Chinese authorities used the app- “health code service” for managing people movements in and out of affected areas. When lockdown
in Hubei province ended, the government allowed residents with a green code to travel within and out of the province. India has already made it mandatory for government and private sector employees.
The government’s policy of making the app made mandatory has raised multiple questions over the data privacy and efficiency of such an app.
A spokesperson of the Ministry of Civil Aviation said that the government doesn’t intend to store such data in any manner. “The app is intended to make air travel safer and secure for everybody. It isn’t intended to breach data privacy of anyone,” Rajiv Jain, a spokesperson for the ministry said.

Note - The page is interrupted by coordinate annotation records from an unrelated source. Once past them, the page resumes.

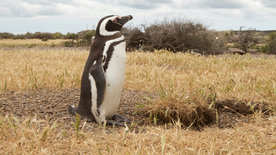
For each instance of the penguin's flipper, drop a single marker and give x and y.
(117, 123)
(120, 118)
(72, 109)
(98, 75)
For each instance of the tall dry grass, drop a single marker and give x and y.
(33, 136)
(33, 69)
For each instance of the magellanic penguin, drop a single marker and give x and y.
(103, 76)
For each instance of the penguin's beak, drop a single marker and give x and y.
(123, 20)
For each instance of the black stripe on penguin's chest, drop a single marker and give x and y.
(109, 53)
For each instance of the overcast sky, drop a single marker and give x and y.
(21, 16)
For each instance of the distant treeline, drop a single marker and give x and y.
(176, 35)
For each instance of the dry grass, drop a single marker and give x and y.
(183, 78)
(33, 69)
(30, 42)
(38, 137)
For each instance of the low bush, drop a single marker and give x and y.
(176, 36)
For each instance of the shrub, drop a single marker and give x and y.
(6, 35)
(176, 36)
(246, 39)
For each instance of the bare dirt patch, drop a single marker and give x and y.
(52, 105)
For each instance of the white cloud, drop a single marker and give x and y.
(221, 15)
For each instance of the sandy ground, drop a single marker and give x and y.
(52, 105)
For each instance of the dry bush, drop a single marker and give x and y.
(177, 36)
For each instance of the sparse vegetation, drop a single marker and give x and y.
(181, 92)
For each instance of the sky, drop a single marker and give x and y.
(21, 16)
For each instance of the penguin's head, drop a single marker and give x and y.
(110, 25)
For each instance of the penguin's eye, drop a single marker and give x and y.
(104, 59)
(114, 20)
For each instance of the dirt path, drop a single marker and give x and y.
(52, 105)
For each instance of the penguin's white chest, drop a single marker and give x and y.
(115, 74)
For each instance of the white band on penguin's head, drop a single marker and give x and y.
(103, 31)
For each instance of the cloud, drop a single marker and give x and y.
(30, 8)
(269, 3)
(137, 4)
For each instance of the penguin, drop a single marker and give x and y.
(103, 75)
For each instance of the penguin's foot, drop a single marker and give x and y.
(118, 120)
(113, 122)
(72, 109)
(121, 118)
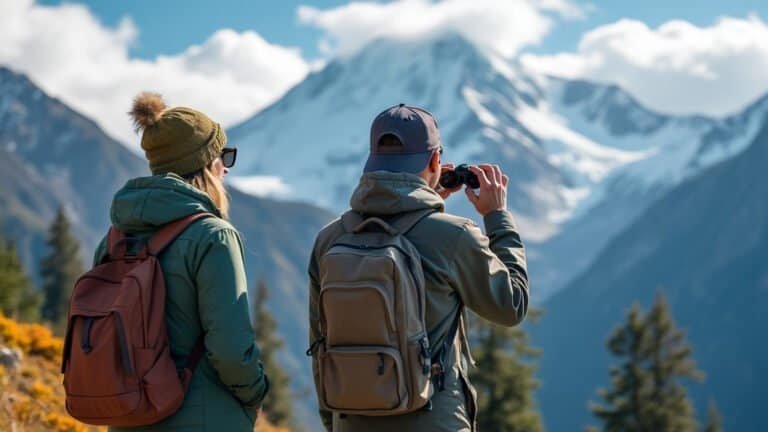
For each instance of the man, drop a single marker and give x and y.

“Firstly there is this question if it is ethical for a state to make it mandatory for essential service. Except China, all countries in the world have made it voluntary,” said Prasanth Sugathan, legal director at the Software Freedom Law Center, a digital-rights advocacy group.
Suganathan also raises question on the efficiency of an app which uses and warns that it can throw up false positives. “There are substantial risks of misidentification or a false-positive if the device is switched or is shared between people. Algorithm-based predictive models are not yet ready to be substitute to contact tracing which is done using testing and has manual intervention,” he says.
Multiple airline executives speaking to Business Standard, on condition of anonymity have raised doubts over the efficiency and hurdles in practical implementation of such a process.
“The government shouldn’t pass the onus of denying boarding to passenger who doesn’t have a green signs or old age to airlines. This will create mess in the airports then. CISF, which have uniformed guards should be responsible for this,” said an airline executive.